La distancia que nos separa

Renato Cisneros ist der Sohn „eines der wichtigsten Generäle der peruanischen Militärdiktatur, des Generalobersts Luis Federico Cisneros, genannt El Gaucho“, der „seinen Freunden Jorge Videla und Augusto Pinochet in nichts nachstand.“ Das teilt der Klappentext des 2019 auf Deutsch erschienenen Romans „La distancia que nos separa / Die Entfernung, die uns trennt“ mit. Von ihm, El Gaucho, wird der Ausspruch kolportiert: „Si para matar a dos o tres terroristas hay que matar a veinte campesinos, está bien.“

Obwohl mir diese Informationen vorlagen und ich anfangs mehr ahnte als wusste, was diesem Mann, mit historischem Abstand, anzulasten ist, konnte ich den Roman lesen, ohne irgendeinen moralischen Standpunkt einzunehmen. Ich konnte ihn lesen ohne vorgefasste Absicht, gewissermaßen mit der Empfindung „interesselosen Wohlgefallens“ (Immanuel Kant). Und ich konnte ihn lesen als epischen Text und somit der dem Roman in Klammern vorangestellten Anmerkung folgen: „(Dieses Buch ist eine fiktive Biografie. Es ist nicht die Absicht des Autors, die hier erzählten Begebenheiten oder die im Folgenden beschriebenen Personen außerhalb der Literatur zu beurteilen.)“

In der Ausgabe des Verlags Editorial Planeta Perú, Lima, von 2015: [Este libro es una novela de autoficción. No es propósito del autor que los hechos aquí narrados, así como los personajes descritos a continuación, sean juzgados fuera de la literatura.]

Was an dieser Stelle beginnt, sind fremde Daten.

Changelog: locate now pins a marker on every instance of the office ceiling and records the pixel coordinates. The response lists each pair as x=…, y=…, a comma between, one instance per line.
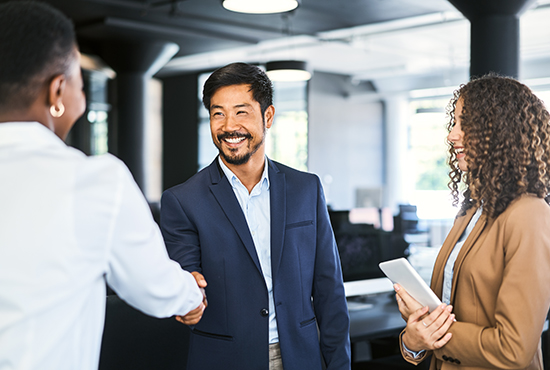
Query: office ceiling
x=388, y=42
x=199, y=26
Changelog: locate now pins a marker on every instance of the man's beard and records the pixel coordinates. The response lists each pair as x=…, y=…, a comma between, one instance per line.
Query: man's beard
x=244, y=158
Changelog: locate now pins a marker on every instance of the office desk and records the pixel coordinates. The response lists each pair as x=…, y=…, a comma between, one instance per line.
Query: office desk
x=381, y=319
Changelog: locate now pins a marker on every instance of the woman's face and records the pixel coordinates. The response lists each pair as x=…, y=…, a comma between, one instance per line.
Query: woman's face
x=456, y=136
x=74, y=99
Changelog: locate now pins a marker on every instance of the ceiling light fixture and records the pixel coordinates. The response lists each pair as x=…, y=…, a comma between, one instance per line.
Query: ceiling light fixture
x=260, y=6
x=287, y=70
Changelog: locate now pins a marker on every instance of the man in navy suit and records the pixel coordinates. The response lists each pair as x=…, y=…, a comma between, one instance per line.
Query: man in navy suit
x=258, y=234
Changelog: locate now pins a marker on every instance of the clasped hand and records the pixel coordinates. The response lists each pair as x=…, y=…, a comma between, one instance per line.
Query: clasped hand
x=424, y=331
x=194, y=316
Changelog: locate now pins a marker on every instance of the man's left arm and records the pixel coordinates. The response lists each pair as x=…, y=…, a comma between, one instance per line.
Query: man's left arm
x=329, y=297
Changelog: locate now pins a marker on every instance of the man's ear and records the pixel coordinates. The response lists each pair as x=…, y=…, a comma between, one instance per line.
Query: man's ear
x=56, y=90
x=269, y=115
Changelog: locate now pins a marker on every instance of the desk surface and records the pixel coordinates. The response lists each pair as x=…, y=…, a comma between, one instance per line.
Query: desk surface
x=382, y=319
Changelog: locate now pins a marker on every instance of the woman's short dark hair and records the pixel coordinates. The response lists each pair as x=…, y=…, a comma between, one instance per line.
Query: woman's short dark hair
x=240, y=74
x=506, y=142
x=36, y=43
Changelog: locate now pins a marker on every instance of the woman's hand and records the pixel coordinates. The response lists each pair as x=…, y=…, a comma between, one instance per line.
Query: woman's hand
x=428, y=332
x=407, y=304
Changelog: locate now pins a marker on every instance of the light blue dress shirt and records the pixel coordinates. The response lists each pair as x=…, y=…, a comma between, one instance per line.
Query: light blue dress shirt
x=256, y=209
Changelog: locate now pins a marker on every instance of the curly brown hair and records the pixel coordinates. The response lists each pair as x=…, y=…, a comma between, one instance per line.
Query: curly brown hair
x=506, y=142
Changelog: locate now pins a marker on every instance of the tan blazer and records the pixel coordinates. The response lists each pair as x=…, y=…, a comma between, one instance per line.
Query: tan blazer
x=500, y=291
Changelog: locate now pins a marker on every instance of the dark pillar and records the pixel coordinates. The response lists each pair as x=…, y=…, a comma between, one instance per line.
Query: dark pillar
x=180, y=123
x=494, y=34
x=134, y=63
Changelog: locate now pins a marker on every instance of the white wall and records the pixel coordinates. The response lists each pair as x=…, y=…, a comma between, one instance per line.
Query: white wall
x=346, y=140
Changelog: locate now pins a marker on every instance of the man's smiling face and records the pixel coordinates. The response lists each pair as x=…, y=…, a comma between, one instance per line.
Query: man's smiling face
x=237, y=124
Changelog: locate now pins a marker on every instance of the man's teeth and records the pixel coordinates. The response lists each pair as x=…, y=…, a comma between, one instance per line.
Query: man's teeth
x=234, y=140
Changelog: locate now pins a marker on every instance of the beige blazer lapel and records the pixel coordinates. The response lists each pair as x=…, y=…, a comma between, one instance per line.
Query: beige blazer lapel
x=452, y=238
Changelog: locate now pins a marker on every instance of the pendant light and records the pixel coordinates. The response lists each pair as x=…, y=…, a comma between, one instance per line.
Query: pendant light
x=287, y=70
x=260, y=6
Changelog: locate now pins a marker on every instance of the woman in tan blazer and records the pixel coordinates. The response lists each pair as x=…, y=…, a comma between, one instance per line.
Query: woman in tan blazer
x=495, y=281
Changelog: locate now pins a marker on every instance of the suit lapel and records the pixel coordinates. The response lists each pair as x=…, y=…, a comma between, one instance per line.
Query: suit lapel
x=468, y=244
x=439, y=268
x=222, y=191
x=277, y=195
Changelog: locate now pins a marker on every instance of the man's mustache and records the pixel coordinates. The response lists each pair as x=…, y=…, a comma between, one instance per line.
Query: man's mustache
x=234, y=134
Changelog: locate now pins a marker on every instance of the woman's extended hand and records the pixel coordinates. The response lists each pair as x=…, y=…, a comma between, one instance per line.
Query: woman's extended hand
x=423, y=331
x=407, y=304
x=428, y=332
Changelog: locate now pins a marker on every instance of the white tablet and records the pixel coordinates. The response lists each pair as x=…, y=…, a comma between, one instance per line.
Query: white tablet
x=400, y=271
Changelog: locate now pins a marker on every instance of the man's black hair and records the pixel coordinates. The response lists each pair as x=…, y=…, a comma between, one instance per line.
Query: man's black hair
x=240, y=74
x=36, y=44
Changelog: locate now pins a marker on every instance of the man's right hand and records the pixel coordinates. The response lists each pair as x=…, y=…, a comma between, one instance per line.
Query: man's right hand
x=194, y=316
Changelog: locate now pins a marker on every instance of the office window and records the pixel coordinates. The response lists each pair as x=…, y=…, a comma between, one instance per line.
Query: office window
x=286, y=141
x=428, y=155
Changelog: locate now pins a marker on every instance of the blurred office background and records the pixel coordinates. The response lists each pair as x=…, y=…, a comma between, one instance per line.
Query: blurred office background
x=370, y=122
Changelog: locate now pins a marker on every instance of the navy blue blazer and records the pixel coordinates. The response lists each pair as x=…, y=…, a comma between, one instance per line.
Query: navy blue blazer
x=205, y=230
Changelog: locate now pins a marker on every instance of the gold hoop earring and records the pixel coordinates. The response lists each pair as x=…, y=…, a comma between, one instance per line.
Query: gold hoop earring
x=57, y=112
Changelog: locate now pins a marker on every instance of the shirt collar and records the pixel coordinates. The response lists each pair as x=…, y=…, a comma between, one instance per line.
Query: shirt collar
x=233, y=179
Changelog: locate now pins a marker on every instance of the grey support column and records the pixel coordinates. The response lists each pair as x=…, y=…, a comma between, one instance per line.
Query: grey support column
x=135, y=63
x=494, y=34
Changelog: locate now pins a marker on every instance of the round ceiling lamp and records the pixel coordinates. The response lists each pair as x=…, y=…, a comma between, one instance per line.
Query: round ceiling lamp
x=260, y=6
x=287, y=70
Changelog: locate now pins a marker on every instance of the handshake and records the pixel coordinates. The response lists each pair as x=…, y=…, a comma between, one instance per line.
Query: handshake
x=194, y=316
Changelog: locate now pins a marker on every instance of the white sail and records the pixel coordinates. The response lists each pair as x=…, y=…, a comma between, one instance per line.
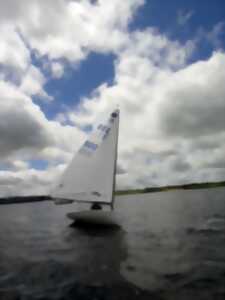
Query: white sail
x=90, y=177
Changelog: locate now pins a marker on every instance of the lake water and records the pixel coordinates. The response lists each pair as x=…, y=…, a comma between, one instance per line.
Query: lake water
x=171, y=245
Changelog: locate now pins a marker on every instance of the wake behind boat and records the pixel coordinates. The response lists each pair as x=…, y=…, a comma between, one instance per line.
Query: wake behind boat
x=90, y=177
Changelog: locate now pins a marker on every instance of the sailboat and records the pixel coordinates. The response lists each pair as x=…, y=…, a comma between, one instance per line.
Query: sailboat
x=90, y=177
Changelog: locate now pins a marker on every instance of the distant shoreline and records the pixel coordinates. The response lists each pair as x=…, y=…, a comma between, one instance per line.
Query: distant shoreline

Renato Cisneros erzählt in „La distancia que nos separa / Die Entfernung, die uns trennt“ von einer Vater-Sohn-Beziehung, der Beziehung zu seinem Vater Luis Federico Cisneros (1926 – 1995). Der trat ein familiäres Erbe an, für das er „weder Worte noch Urteil kannte und dem er nie die Stirn geboten hat.“ Ein Erbe, das im 19. Jahrhundert Gregorio Cartagena, Bischof von Huánuco, gründete, der mit Renato Cisneros Ururgroßmutter Nicolasa Cisneros sieben illegitime Söhne hatte. „Mein Urgroßvater war ein Bastard-Sohn. Mein Großvater ein Verbannter. Mein Vater ein Ausländer. Drei illegitime und entwurzelte Männer.“

Einige Jahre nach dem Tod seines Vaters recherchiert Renato Cisneros im Archiv der peruanischen Streitkräfte in San Borja, sucht noch lebende Bekannte seines Vaters, Angehörige des peruanischen Militärs sowie Verwandte auf, so seine Geschwister, die Kinder seines Vaters aus dessen erster Ehe. Gemeinsam beginnen sie die Vergangenheit „zu rekapitulieren, als würde(n) sie nach Jahrzehnten in ein verlassenes Haus zurückkehren.“ Briefe, Fotografien, amtliche Dokumente, Besuche in Buenos Aires und Paris wecken schmerzliche Erinnerungen. Vieles im Leben der Familie Cisneros scheint erhellt zu werden. Dennoch muss Renato Cisneros eingestehen: Ich „habe das dumpfe … Gefühl, dass ich meinen Vater nicht wirklich gekannt habe, dass mir seine dunkelsten und furchterregendsten Seiten in den Jahren, die wir gemeinsam verbrachten, völlig unzugänglich geblieben sind …“

 

Gral. Luis Cisneros Vizquerra - El Gaucho, Quelle: La MulaIm längsten, fast ein Drittel des Buches umfassenden Kapitel schildert Renato Cisneros die Zeit von Mitte der 70er Jahre bis zum Tod seines Vaters im Jahr 1995. Die Zeit des militärischen und auch politischen Wirkens El Gauchos, seinen Aufstieg in der Armee, in der er immer Außenseiter war, seine Amtszeit als Innen- und Kriegsminister, seine vergeblichen Versuche, nach dem Ausscheiden aus dem Militärdienst in der Politik Fuß zu fassen. Es sind die Jahre des Bürgerkrieges, die Jahre des Sendero Luminoso und des Movimiento Revolucionario Túpac Amaru. Jahre, in denen unzählige Menschen entführt, gefoltert, ermordet werden. Jahre, in denen die Guerilla und das peruanische Militär Massaker an der indigenen Zivilbevölkerung verüben. Jahre, in denen Gefängnisrevolten blutig niedergeschlagen werden. Jahre, in denen El Gaucho durch menschenverachtende Interviews und Verlautbarungen in Zeitungen und bei Rundfunk- und Fernsehsendern von sich reden macht.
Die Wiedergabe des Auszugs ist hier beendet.